Ekstraksi dan produksi

Pembahasan dalam sub-prinsip ekstraksi dan produksi menghasilkan sejumlah kesimpulan terkait kondisi terkini tentang kaitan antara produksi teknologi dengan kegiatan ekstraksi. Seperti yang sudah disinggung di atas, pengembangan teknologi membutuhkan bahan-bahan tambang tidak hanya sebagai bahan komponen fisik namun juga sebagai penghasil energi. Di wilayah Indonesia Timur, kini dampak tambang nikel bagi lingkungan dan warga sekitar menjadi sorotan. Demikian juga dengan dampak pembangunan pembangkit listrik di sejumlah wilayah.
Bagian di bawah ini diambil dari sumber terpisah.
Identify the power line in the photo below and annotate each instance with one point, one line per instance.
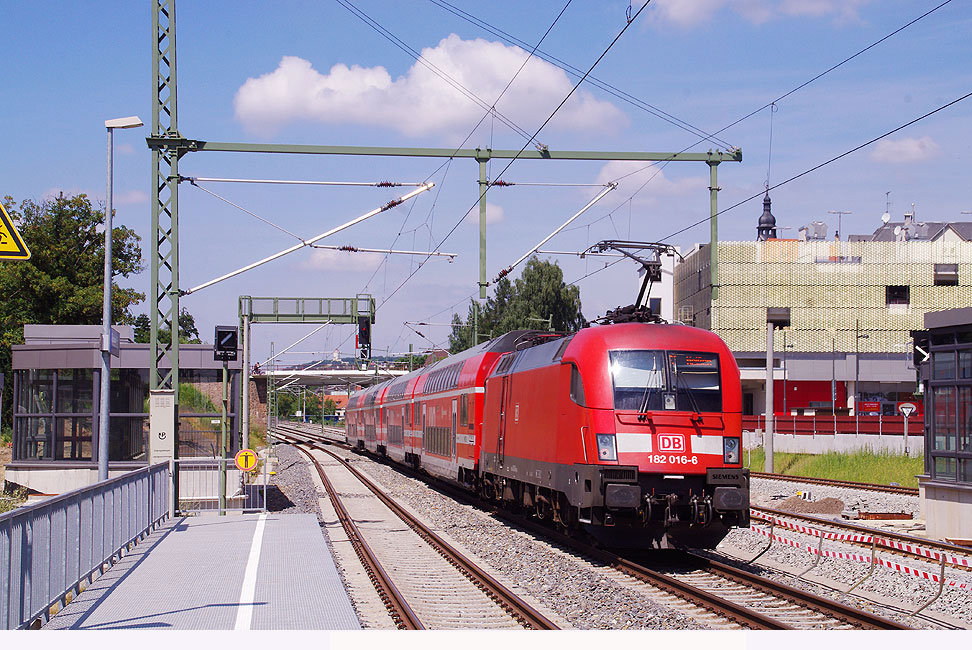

Mulai dari paparan logam berat di sungai dan laut, longsor, banjir, polusi udara, hingga hilangnya sumber makanan dan mata pencaharian serta munculnya penyakit.
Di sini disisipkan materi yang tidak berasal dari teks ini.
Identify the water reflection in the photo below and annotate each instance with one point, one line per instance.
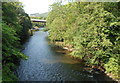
(47, 64)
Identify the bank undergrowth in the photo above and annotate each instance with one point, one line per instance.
(92, 29)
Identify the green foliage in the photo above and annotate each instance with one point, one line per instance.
(92, 28)
(16, 24)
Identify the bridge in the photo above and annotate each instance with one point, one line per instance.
(38, 20)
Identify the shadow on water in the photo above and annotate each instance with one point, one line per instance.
(46, 63)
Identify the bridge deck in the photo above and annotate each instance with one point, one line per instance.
(38, 20)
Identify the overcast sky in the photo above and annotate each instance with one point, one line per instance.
(36, 6)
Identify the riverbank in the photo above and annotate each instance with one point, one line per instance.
(91, 68)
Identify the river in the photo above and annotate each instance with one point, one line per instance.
(47, 64)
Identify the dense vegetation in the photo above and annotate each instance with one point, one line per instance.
(15, 23)
(38, 24)
(92, 29)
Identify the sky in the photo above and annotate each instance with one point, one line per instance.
(36, 6)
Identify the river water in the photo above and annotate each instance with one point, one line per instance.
(47, 64)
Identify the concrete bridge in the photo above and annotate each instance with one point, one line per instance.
(38, 20)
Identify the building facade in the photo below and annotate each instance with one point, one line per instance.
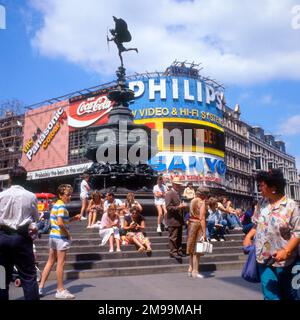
(249, 149)
(11, 139)
(53, 141)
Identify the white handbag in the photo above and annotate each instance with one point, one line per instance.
(203, 246)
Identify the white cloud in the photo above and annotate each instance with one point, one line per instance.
(291, 126)
(238, 42)
(268, 99)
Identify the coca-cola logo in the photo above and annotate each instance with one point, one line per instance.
(101, 103)
(89, 112)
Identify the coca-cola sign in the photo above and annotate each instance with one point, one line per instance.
(91, 111)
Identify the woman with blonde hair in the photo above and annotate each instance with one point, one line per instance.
(95, 208)
(159, 191)
(59, 241)
(84, 194)
(130, 202)
(135, 226)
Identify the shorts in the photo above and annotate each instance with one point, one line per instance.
(59, 244)
(84, 195)
(194, 234)
(160, 202)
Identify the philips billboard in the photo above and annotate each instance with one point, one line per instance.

Perempuan dan kelompok minoritas gender kerap kali mengalami dampak berlapis dari kerusakan itu.

Logika ekstraksi yang sangat merusak itu juga dilakukan dalam konteks data. Berbagai platform digital hingga pengembangan kecerdasan buatan (AI) ditopang oleh penambangan data pengguna. Data-data itu diambil tanpa persetujuan yang benar-benar jelasdari pengguna, lalu diolah menjadi data-data statistik yang dianalisis untuk berbagai kepentingan, mulai dari distribusi iklan yang sesuai dengan kecenderungan perilaku pengguna, hingga manipulasi untuk propaganda politik. Pengelola platform tidak benar-benar mau terbuka ketika diminta menunjukkan basis data mereka.

Dari kesimpulan-kesimpulan tersebut, kelompok ini mencoba mengimajinasikan pengembangan teknologi yang tidak ekstraktif. Namun, dengan dominannya pola pengembangan teknologi yang saat ini ada, berimajinasi tentang pola alternatif ternyata tidak mudah untuk dilakukan. 
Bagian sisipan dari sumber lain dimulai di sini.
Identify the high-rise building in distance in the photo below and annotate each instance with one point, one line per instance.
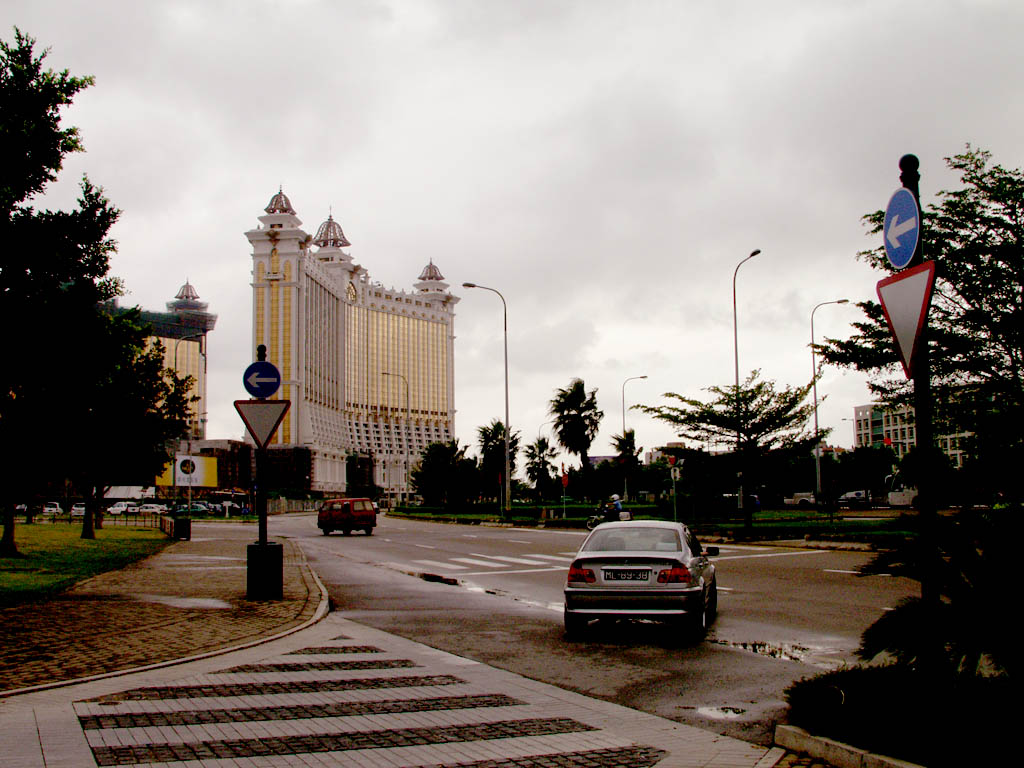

Oleh karena itu, ada beberapa hal yang bisa dilakukan, yakni terus menerus mendiskusikan adanya logika ekstraktif dalam pengembangan teknologi dan dampaknya bagi lingkungan serta manusia, sembari terus menggali kemungkinan-kemungkinan praktik pengembangan teknologi yang berbasis komunitas dan tidak merusak lingkungan. Beberapa inisiatif bisa menjadi titik berangkat, misalnya pengembangan panel listrik tenaga surya oleh komunitas, pengembangan tower internet berbasis komunitas, dan sebagainya. Selain itu, perlu ada diskusi terus menerus soal definisi teknologi agar pemaknaan kata ini tidak dikuasai pihak tertentu.


Konsumsi

 Diskusi dalam kelompok ini difokuskan pada pertanyaan: Apakah konsumen bisa kritis dan peduli?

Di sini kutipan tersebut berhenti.